Less widely known/discussed are the risks of clients staying too long in treatment. There seems to be a window during which clients are ready for discharge, and able to sustain progress without treatment at the current level of care. Symptoms have resolved sufficiently, and their developmental momentum is in the direction of health and recovery (helping them continue forward movement after treatment ends). However, if they linger too long in treatment, the momentum shifts - the treatment may stagnate, or even regress. Symptoms may reemerge and motivation may flag. Discharging a client with this kind of momentum - away from, rather than toward, health and recovery - also poses a greater risk of relapse...perhaps even more so than clients who discharge too early.
- Uncertainty about whether symptoms are resolved "enough" (given that there is probably no person on earth who is truly free from all mental health symptoms!) - clinicians may find themselves second-guessing whether the client is actually free of "clinically significant distress," or whether residual symptoms are harbingers of a coming relapse.
- The client's own anxiety about discharge - often, clients doubt their own ability to maintain changes without the support of treatment, and the idea of discharge may send them into a tailspin. Clinicians may be reluctant to discharge a client if s/he is uncertain about wanting discharge, and/or the client's anxiety may be contagious and make the clinician also doubt his/her readiness.
- Attachment - the client's attachment to us, and our attachment to them, may make both parties reluctant to discharge due to anticipated grief.

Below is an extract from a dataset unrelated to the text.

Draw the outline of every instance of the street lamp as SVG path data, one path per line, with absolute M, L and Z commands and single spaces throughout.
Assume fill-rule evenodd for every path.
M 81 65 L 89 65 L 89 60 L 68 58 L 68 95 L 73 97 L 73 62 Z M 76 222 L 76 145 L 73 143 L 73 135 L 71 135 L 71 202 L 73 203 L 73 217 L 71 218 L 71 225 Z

- Agency culture - Some clinics operate on the principle that clients should receive as much treatment as insurance companies will authorize. And while insurance companies do their best not to authorize more treatment than the client genuinely needs, it's not a perfect system (after all, all they have to go on is what clinicians tell them!). Accrediting bodies (which are different than payors!) require that clinical decisions be made based on clinical presentation and not on insurance. While it may be...profitable...to keep clients in treatment as long as possible, it's not good for clients, and it's not ethical practice. We all need to be in the habit of using our clinical judgment rather than being guided by insurance.
How do you think about readiness for discharge? How do you find the "sweet spot," and what makes it difficult?